Una campaña en línea en aumento, denominada “QuitGPT”, pide a los usuarios que abandonen ChatGPT de OpenAI luego de las revelaciones de una nueva asociación con el Departamento de Defensa de EE. UU. El movimiento, que cuenta con más de 1,5 millones de participantes, acusa a OpenAI de priorizar las ganancias sobre las preocupaciones éticas al aceptar desplegar sus modelos de IA dentro de redes militares clasificadas.

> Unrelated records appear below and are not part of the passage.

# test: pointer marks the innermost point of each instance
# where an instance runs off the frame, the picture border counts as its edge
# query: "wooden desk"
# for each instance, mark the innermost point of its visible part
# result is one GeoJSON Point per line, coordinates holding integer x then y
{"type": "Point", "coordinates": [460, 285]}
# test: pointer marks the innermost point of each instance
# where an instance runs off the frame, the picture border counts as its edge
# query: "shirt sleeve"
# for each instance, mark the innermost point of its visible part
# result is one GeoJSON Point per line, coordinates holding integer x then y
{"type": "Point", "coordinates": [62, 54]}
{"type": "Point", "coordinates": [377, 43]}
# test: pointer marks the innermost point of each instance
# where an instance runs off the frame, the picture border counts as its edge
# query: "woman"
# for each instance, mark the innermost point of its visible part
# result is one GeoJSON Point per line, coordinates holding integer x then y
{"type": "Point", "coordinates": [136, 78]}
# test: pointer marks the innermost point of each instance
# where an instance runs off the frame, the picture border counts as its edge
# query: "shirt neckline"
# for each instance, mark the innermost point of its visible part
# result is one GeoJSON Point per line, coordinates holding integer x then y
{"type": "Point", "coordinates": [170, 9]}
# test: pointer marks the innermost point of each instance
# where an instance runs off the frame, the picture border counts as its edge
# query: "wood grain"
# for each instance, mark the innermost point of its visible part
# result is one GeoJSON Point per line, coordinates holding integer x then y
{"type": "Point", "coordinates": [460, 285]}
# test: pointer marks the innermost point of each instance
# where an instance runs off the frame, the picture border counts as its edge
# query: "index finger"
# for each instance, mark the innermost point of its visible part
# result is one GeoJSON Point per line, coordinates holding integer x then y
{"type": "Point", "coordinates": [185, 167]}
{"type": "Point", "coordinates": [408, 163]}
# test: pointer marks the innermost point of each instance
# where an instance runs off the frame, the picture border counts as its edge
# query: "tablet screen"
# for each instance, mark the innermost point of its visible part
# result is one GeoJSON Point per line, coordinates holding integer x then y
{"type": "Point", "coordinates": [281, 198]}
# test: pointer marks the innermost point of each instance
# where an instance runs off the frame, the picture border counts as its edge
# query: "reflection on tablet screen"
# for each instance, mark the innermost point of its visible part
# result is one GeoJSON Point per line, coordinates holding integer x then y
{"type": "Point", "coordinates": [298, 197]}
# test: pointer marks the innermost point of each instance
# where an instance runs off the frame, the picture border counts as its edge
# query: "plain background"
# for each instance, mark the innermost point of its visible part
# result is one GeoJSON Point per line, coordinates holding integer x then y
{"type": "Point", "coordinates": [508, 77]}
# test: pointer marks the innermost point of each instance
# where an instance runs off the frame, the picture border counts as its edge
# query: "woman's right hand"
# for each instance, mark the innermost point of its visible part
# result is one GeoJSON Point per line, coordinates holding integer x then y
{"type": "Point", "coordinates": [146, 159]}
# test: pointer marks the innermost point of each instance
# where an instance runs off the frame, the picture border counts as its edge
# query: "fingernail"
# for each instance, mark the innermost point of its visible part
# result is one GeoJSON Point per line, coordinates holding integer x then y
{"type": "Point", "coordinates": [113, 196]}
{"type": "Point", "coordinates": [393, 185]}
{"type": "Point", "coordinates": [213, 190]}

La controversia: líneas éticas y seguridad nacional
La reacción fue provocada por el anuncio del director ejecutivo de OpenAI, Sam Altman, el 28 de febrero de que su empresa integraría sus modelos en los sistemas clasificados del Pentágono. Esta medida se produjo justo después de que Anthropic, una empresa de inteligencia artificial competidora, rechazara una solicitud similar del Departamento de Defensa debido a objeciones éticas. El director ejecutivo de Anthropic, Dario Amodei, afirmó que el acceso irrestricto a los sistemas de inteligencia artificial de la empresa podría “socavar, en lugar de defender, los valores democráticos” y que ciertas aplicaciones estaban “fuera de los límites de lo que la tecnología actual puede hacer de manera segura y confiable”.
Según se informa, el Pentágono presionó a Anthropic con la amenaza de perder un contrato de 200 millones de dólares si no relajaba sus protocolos de seguridad. OpenAI, sin embargo, rápidamente intervino para llenar el vacío. Altman defendió la decisión, afirmando que el Departamento de Defensa había demostrado un “profundo respeto por la seguridad” y un compromiso de colaboración.
QuitGPT: un llamado a la acción
La campaña “QuitGPT” sostiene que la decisión de OpenAI permite el uso potencial de su IA en sistemas de armas autónomas letales y vigilancia masiva, anteponiendo efectivamente las ganancias a la seguridad pública. El grupo afirma que muchos usuarios creen erróneamente que ChatGPT es su única opción y está promoviendo activamente plataformas alternativas como Confer, Alpine, Lumo, Gemini de Google y Claude de Anthropic. Desaconsejan explícitamente el uso de Grok de Elon Musk.
“La gente piensa que ChatGPT es el único chatbot del juego”, afirma la campaña. “Es hora de cambiar eso”.
Un movimiento en crecimiento
QuitGPT ha programado una protesta en persona en la sede de OpenAI en San Francisco el 3 de marzo, lo que indica una escalada en sus esfuerzos. La campaña aprovecha temores más amplios sobre el desarrollo desenfrenado de la IA y la militarización de esta tecnología. El incidente plantea dudas sobre el papel de las empresas privadas en la seguridad nacional y si las normas éticas deberían tener prioridad sobre los lucrativos contratos gubernamentales.
El impulso del boicot sugiere una creciente conciencia pública sobre los riesgos potenciales asociados con la IA en aplicaciones militares, y si la asociación de OpenAI con el Pentágono representa un punto de inflexión crítico en el debate en curso.